Thursday, May 26, 2011

Cold Calling, we do it more then we think

While entertaining at a restaurant, people are going to be asking you about your entertainment service and you will have to sell yourself.  This restaurant customer is a Cold Call. Look at your entertainment service from an outsider’s view can prepare you for Cold Calling.  Cold Calling is when you solicit potential customers that you have never met.  Telephone solicitation or direct meetings are the most popular forms of Cold Calling and each technique have a high rate of failure. You should not skip using these marketing techniques just because the failure rate is high, but instead use them as a learning tool to help improve your marketing.

The goal is to view your company entertainment service from an outsider’s view.  By analyzing your company mentally beforehand, you now are prepared to present logical sales information to them, which will help you close the deal.  This Cold Calling experience will help increase restaurant customer business. Customers will now have a clear understanding what your entertainment service is about and will be able to promote your services.  Many times after performing, customers will ask, “do you do birthday parties?” I give them my rehearsed speech about my services and the type of events (birthday, picnic, trade shows, and holiday parties) that I have done for clients.  Good percentage of the time they will ask for a second business card so they can pass the card to a friend or employer that has an event upcoming.

Developing a written script will ensure you do not overlook any key sales information. Professional telemarketing companies develop detailed scripts with a yes/no reply to every question. This assures the salesperson that when presenting the sales information to the customer, the customers no reply will lead to the next yes answer.  Marketing theory dictates that the more times you get them to say “yes”, the more they will need your service. This is one of the reasons it is hard to get telemarketers off the telephone—they have an answer for everything.

If you were going to do telemarketing, I would strongly recommend you build a script and rehearse it until you sound smooth and know the material backward and forward.  Treat it like an entertainment routine, you need to practice it hundreds of time before you do it live.

Writing your sales pitch down will help you understand your entertainment business.  Start with a mission statement.  My mission is to: increase birthday parties performances. A mission statement is only one sentence with one common mission.  Do not try combining multiple missions or services into one statement.  We are only trying to complete one mission. A bad mission statement would be: I want to increase my birthday party business and increase balloon deliveries. Adding more to the statement will stretch you and your resources and you won’t fully achieve your goal.
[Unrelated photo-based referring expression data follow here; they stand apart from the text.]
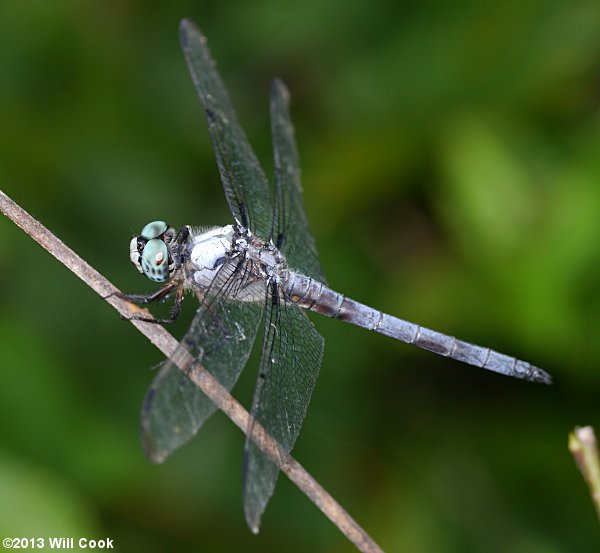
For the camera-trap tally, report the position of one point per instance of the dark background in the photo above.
(452, 177)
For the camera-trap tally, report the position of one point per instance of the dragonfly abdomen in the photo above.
(315, 296)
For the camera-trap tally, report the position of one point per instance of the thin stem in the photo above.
(201, 378)
(584, 448)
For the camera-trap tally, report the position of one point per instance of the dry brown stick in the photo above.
(202, 378)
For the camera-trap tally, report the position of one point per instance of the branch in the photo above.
(201, 378)
(583, 447)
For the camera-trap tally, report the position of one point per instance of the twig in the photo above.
(583, 447)
(201, 378)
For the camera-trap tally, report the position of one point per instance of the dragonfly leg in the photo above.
(143, 299)
(161, 294)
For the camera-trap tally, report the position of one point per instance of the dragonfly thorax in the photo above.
(209, 250)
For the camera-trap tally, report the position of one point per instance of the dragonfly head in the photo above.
(150, 252)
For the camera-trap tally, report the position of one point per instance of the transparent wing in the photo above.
(246, 187)
(291, 357)
(290, 231)
(220, 338)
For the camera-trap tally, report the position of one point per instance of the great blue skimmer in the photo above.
(264, 265)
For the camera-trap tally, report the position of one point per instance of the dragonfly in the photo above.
(262, 266)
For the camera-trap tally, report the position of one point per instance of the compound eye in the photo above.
(135, 252)
(153, 230)
(155, 260)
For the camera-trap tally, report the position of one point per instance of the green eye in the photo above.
(153, 229)
(155, 260)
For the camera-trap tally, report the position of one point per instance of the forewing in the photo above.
(220, 338)
(290, 231)
(246, 187)
(291, 357)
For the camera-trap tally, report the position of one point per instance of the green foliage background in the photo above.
(452, 177)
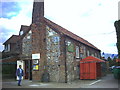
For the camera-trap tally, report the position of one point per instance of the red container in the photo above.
(90, 68)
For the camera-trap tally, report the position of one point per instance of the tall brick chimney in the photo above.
(38, 10)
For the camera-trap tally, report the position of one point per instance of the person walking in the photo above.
(19, 73)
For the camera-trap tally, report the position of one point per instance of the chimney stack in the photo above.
(38, 10)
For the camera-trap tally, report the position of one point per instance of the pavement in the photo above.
(107, 81)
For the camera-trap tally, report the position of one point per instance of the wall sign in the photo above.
(36, 56)
(35, 61)
(70, 48)
(35, 67)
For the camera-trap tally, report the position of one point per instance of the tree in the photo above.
(117, 26)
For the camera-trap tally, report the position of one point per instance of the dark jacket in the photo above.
(18, 72)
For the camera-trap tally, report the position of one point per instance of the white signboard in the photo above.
(36, 56)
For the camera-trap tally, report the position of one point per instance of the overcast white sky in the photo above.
(92, 20)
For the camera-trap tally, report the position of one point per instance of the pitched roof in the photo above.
(68, 33)
(91, 59)
(12, 39)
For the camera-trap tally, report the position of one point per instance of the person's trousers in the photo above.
(19, 80)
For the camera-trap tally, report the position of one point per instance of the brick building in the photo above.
(49, 52)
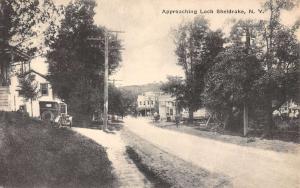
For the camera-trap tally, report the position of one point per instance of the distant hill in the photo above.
(139, 89)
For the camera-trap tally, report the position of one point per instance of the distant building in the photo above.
(147, 103)
(151, 102)
(167, 107)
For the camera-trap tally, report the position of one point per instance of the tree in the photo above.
(230, 84)
(196, 47)
(177, 87)
(76, 65)
(280, 60)
(28, 88)
(19, 19)
(271, 53)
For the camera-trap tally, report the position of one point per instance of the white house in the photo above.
(44, 89)
(167, 107)
(146, 103)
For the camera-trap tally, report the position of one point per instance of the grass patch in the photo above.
(33, 154)
(150, 174)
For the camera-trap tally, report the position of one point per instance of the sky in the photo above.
(148, 41)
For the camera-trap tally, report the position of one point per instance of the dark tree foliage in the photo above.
(231, 83)
(196, 47)
(20, 19)
(76, 64)
(260, 68)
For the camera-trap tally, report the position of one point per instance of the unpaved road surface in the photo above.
(127, 173)
(246, 167)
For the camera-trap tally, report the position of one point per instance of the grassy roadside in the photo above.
(272, 145)
(33, 154)
(167, 170)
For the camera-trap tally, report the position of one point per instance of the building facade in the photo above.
(167, 107)
(44, 90)
(147, 103)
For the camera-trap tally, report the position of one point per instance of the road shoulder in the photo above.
(170, 168)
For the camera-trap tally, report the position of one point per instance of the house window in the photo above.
(171, 112)
(44, 89)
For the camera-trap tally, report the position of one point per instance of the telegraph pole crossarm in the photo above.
(106, 67)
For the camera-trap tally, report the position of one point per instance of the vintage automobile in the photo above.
(55, 112)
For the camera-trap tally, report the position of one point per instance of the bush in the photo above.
(33, 154)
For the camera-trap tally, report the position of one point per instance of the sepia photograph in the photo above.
(149, 94)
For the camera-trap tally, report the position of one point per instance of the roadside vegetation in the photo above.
(166, 170)
(241, 79)
(34, 154)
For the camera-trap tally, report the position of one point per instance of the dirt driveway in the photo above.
(247, 167)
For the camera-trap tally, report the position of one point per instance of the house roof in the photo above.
(40, 74)
(19, 55)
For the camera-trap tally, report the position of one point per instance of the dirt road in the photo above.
(247, 167)
(127, 173)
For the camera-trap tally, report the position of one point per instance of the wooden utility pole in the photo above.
(245, 110)
(106, 52)
(105, 109)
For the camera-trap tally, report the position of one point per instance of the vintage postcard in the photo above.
(150, 93)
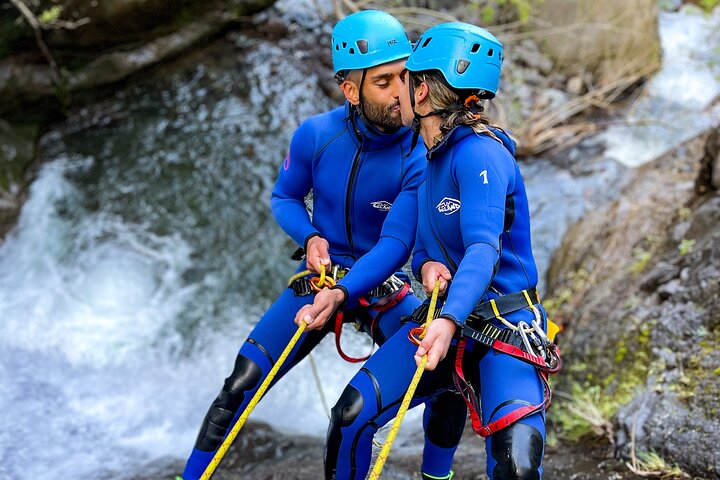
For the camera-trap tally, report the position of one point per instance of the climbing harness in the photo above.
(385, 451)
(381, 298)
(526, 342)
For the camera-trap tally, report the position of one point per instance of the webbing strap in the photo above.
(470, 398)
(338, 332)
(387, 302)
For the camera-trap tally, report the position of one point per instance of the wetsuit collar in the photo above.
(462, 131)
(454, 136)
(370, 138)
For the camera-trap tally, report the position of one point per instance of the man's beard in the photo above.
(382, 116)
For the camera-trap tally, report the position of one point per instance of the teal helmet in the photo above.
(366, 39)
(469, 57)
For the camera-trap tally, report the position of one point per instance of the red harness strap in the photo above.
(338, 331)
(470, 398)
(380, 306)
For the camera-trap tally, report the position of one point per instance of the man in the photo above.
(357, 161)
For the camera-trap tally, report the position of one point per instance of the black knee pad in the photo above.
(245, 376)
(344, 413)
(446, 419)
(518, 451)
(347, 408)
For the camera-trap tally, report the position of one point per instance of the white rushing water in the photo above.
(124, 293)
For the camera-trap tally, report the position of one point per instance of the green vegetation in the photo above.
(686, 246)
(490, 9)
(709, 5)
(651, 464)
(50, 15)
(642, 258)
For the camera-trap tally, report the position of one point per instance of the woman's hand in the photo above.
(325, 304)
(435, 271)
(436, 342)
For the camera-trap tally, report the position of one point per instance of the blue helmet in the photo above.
(367, 39)
(469, 57)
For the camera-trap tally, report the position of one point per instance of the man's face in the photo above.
(381, 91)
(406, 110)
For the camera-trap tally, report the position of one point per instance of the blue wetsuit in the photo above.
(365, 205)
(473, 217)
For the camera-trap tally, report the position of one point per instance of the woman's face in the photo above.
(406, 110)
If your mission statement is to increase birthday parties then write down everything you can do at a birthday party.  What are your key selling points?  Do you present the birthday child a gift?  Do you bring goodie bags for all the kids? Do you do multiple activities?  This is the information you will develop into a two or three sentence sales pitch. So when customers at a restaurant ask “do you do birthday parties?” you can give them a quick, well rehearsed, two minute sales pitch that has all the key information.  If presented correctly, the customer will ask “Do you have a card?”

Restaurant entertainment is a form of Cold Calling.  You solicit the customers to watch you perform in hopes of a tip and to provide them with your entertainment service information.